Познакомившись лично с Муссолини и Чиано в Мюнхене, Чемберлен теперь получил письмо от второго, Чиано, в котором тот говорил о необходимости ратификации англо-итальянского соглашения, указывая, что итальянский военный контингент уже скоро будет выведен из Испании, а это было основным условием, на котором еще в начале этого событийного года настаивал Иден. Также Чиано намекал, что в случае проволочек, скорее всего, Италия заключит определенное соглашение с рейхом. Премьер-министр долго совещался с Кабинетом и все-таки в срочной ратификации (а Чиано ставил срок до 6 октября) отказал, хотя подвижки в официальном признании Абиссинии были сделаны. Основной причиной его отказа стала палата общин, в которой бесновались оппозиция и провоенные группировки. Они не приняли бы еще одной уступки диктаторам, к огорчению Чемберлена: «Эти внутренние проблемы движут непрерывный поток брани, выливаемой на меня, что имеет несколько угнетающий эффект на мое настроение»[470]

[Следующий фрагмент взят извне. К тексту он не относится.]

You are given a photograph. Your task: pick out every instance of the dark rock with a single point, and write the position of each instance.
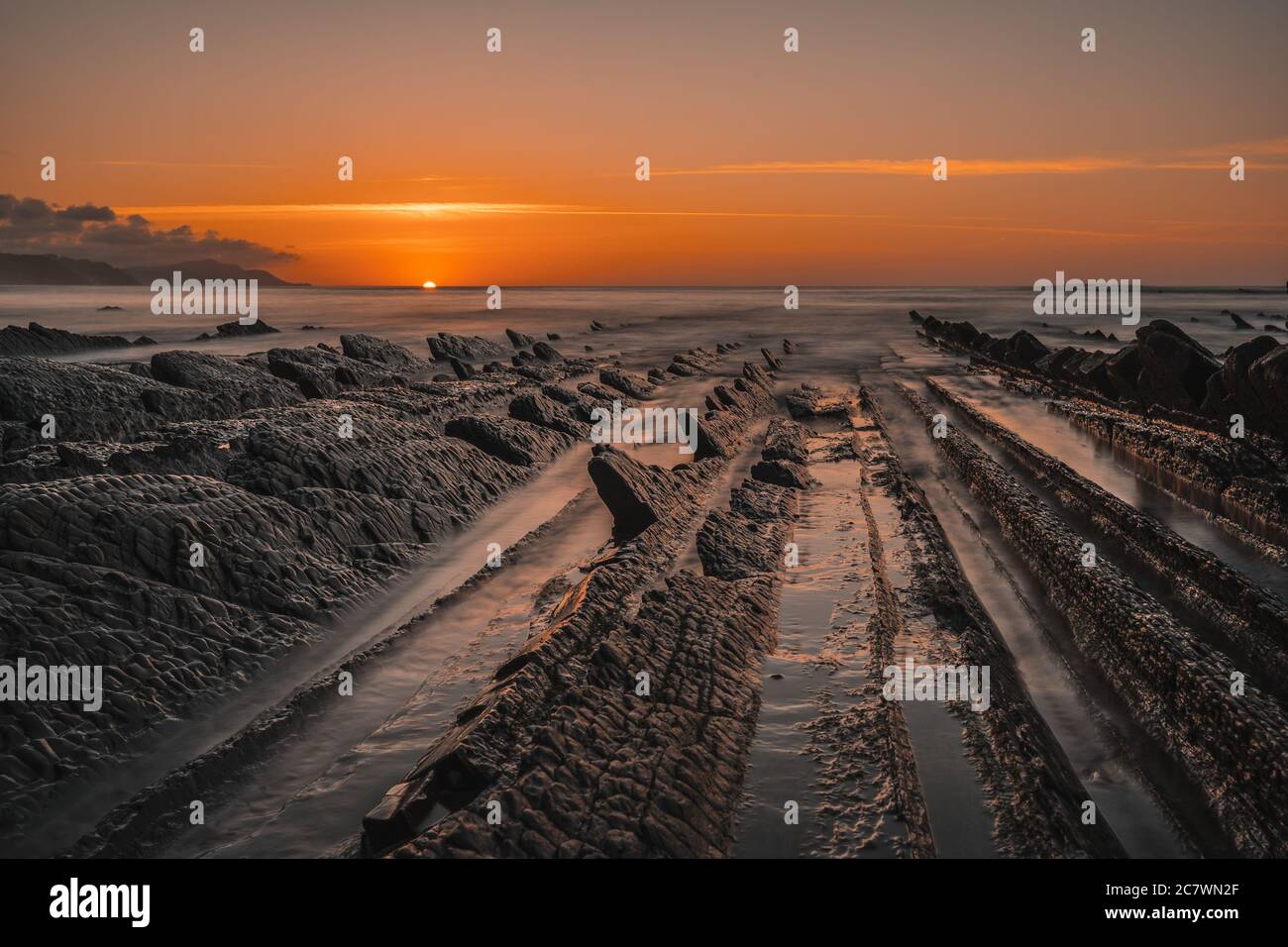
(514, 442)
(636, 495)
(370, 348)
(464, 369)
(786, 441)
(1231, 389)
(235, 386)
(1022, 350)
(1175, 368)
(236, 330)
(468, 348)
(626, 382)
(38, 341)
(782, 474)
(546, 412)
(546, 352)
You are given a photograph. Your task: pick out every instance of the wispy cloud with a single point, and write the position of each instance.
(178, 163)
(29, 224)
(1265, 155)
(449, 210)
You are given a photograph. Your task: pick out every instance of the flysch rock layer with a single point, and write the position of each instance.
(304, 489)
(1177, 688)
(562, 754)
(1029, 785)
(1250, 617)
(1167, 402)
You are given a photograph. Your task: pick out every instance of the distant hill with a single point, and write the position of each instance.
(51, 269)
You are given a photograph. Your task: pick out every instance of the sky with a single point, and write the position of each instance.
(765, 166)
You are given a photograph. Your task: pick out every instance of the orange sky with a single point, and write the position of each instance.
(767, 167)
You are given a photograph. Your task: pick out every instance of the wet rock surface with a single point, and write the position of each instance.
(39, 341)
(193, 518)
(467, 348)
(1176, 685)
(610, 732)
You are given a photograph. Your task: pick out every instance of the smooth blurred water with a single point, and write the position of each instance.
(855, 325)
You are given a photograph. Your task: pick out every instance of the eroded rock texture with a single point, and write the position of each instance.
(188, 522)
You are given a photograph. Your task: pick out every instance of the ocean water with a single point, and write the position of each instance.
(310, 799)
(838, 325)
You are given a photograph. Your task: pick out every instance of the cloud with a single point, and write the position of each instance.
(443, 210)
(1266, 155)
(31, 226)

. В итоге только 1 ноября 1938 года он внес в парламент законопроект о ратификации договора с Италией и признание Абиссинии де-юре.Помимо итальянского направления премьер-министр планировал продолжать сотрудничество с французской стороной. Хотя в сентябрьском кризисе Даладье исполнял скорее роль ведомого, нежели ведущего, но не бросать же теперь пусть и непутевых, но союзников: «Я чувствую, что это может быть правильным по многим причинам: чтобы дать французам возможность излить их чувства благодарности и привязанности; чтобы усилить <позиции> Даладье и поощрить его сделать что-то наконец, что привело бы в порядок оборону его страны и объединило людей; чтобы показать Франции и заодно Европе, что если мы стремимся подружиться с Германией и Италией, то не собираемся забывать наших старых союзников; и, наконец, это позволит мне поехать в Рим в январе, что я пытаюсь устроить как раз сейчас! Надеюсь, что Рим в данный момент — тот конец Оси, на который можно легче других произвести впечатление. Я полагаю, что Испания не угрожает европейскому миру, но все равно я очень хотел бы остановить конфликт там, и хотя Муссо был не очень воодушевлен этой темой в Мюнхене, есть у меня одна идея, и будет иметь смысл поговорить с ним снова после того, как наше собственное соглашение вступит в силу. Но, конечно, я хочу намного большего, чем это. Час или два тет-а-тет с Муссо могли бы быть чрезвычайно ценными в планировании переговоров с Германией. Если бы я обговорил эту возможность сперва с Францией, мы могли бы видеть некоторый резон поторопиться в делах. В прошлом я часто испытывал чувство беспомощного раздражения от того, что мы дрейфуем во внешней политике, но теперь я имею возможность сам держать ее в движении, и пока я премьер-министр, я не хочу отступать. Конечно, я должен взять Галифакса с собой в Рим, но самые важные переговоры будут между Муссо и мной»[471]
.Невилл Чемберлен был уверен в своем личном контакте с диктаторами. Его уму не постичь было того факта, что ревность тоталитарных лидеров, таких как Гитлер и Муссолини, привыкших к раболепному поклонению и слепому обожанию их народов, будет очень велика, равно как и их разочарование в этих самых народах, которые предпочитали мир, а не войны, пусть даже и победоносные. Премьер-министр, регулярно с жаром критикуемый и палатой общин, и собственной прессой, просто не мог мыслить ни о своем, ни о чужом народе такими категориями. Он радовался и удивлялся, говоря о своей популярности в Германии, а позже и в Италии, не понимая, что эта самая популярность чудовищно раздражает людей плана Гитлера и Муссолини.
Первый, Гитлер, выплеснул свою ярость быстрее и жестче. В начале ноября 1938 года в Париже юноша-еврей убил германского атташе. Все это вылилось в так называемую «Хрустальную ночь», или «Ночь разбитых витрин», которая случилась в Германии 9—10 ноября 1938 года и ознаменовалась страшными еврейскими погромами. Чемберлен писал сестре по этому поводу: «Я испуган немецким поведением по отношению к евреям. Кажется, это фатальный случай для англо-немецких отношений, который неизменно теперь блокирует каждое наше усилие их улучшить. Я предполагаю, что завтра должен буду сказать что-то относительно этого <в парламентер поскольку, конечно, возникнет вопрос о нашей реакции. Это будет проблемой, как нам лучше избежать оправданий с одной стороны и с другой — такой критики, которая может грозить еще худшими последствиями этим несчастным жертвам. Ясно, что нацистская ненависть не останавливается ни перед чем в том, чтобы найти предлог для варварств»[472]
. Чемберлен в парламенте осудил действия немцев, но все еще надеялся, что достичь всеобщего урегулирования возможно.